Change is hard. Very hard.
And it’s especially hard for some people. In fact, in my experience, the most common reaction to change—at least initially—is rejection or rebellion.
And that’s what makes change difficult to lead.
Learning to lead change successfully may be the single most important challenge of any leader.
I’m not an expert. But I’ve led some change. Some successfully. Some not.
And along the way I’ve learned a few things.
Here are seven principles that can help you successfully lead change:
Establish trust.You can best lead change from a pre-established trust in your leadership. New leaders should be careful not to implement a lot of major change early unless that change is vital to the organization. Major change will be easier if the leader has established some credibility.
Introduce change early. This is where “early” comes into the process. People need time to warm up to the change that is coming. The less you surprise people, the greater your chance for success can be. Change always comes with an emotion attached, and giving ample notice allows people a chance to acclimate those emotions.
Communicate often. Inform people along the way by keeping them updated with the progress during a period of change. Include the good news and the bad news in these updates. Hold nothing back. I’m not sure you can over-communicate. And use different means of communication to make sure you catch everyone and every style of listener.
Widen the distribution. Get buy-in from as many people as possible. Sometimes leaders have to lead alone. People can’t understand where you’re taking them that they need to go but may not even know yet or want to go. But those times of loneliness should be rare. Wherever possible, include others in decisions concerning change.
Follow through on commitments made. The quickest way to lose trust is to say one thing and do another. Likewise, do not make commitments you cannot keep. Be true to your word.

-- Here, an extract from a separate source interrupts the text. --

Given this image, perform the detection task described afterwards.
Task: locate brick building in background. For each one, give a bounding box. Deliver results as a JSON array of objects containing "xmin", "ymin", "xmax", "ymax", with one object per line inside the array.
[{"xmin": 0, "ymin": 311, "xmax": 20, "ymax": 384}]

Be consistent. You will keep people’s trust through the change if it is easier to figure out where you are as a leader, what you are thinking and why you are making the decisions you make. And pay attention to the word “why”—it’s critically important. People need to learn you, and seeing a consistency in you over time and testing, and the more they understand why, the more accepting they will be of change.
Change continuance. Do not make change a rare occurrence. Build a culture of healthy change so that it will be more naturally accepted when it comes. That takes time. And experience. You need some wins so people learn to trust you when you are trying to lead change.
There are a few things I’ve learned about leading change. What have you learned?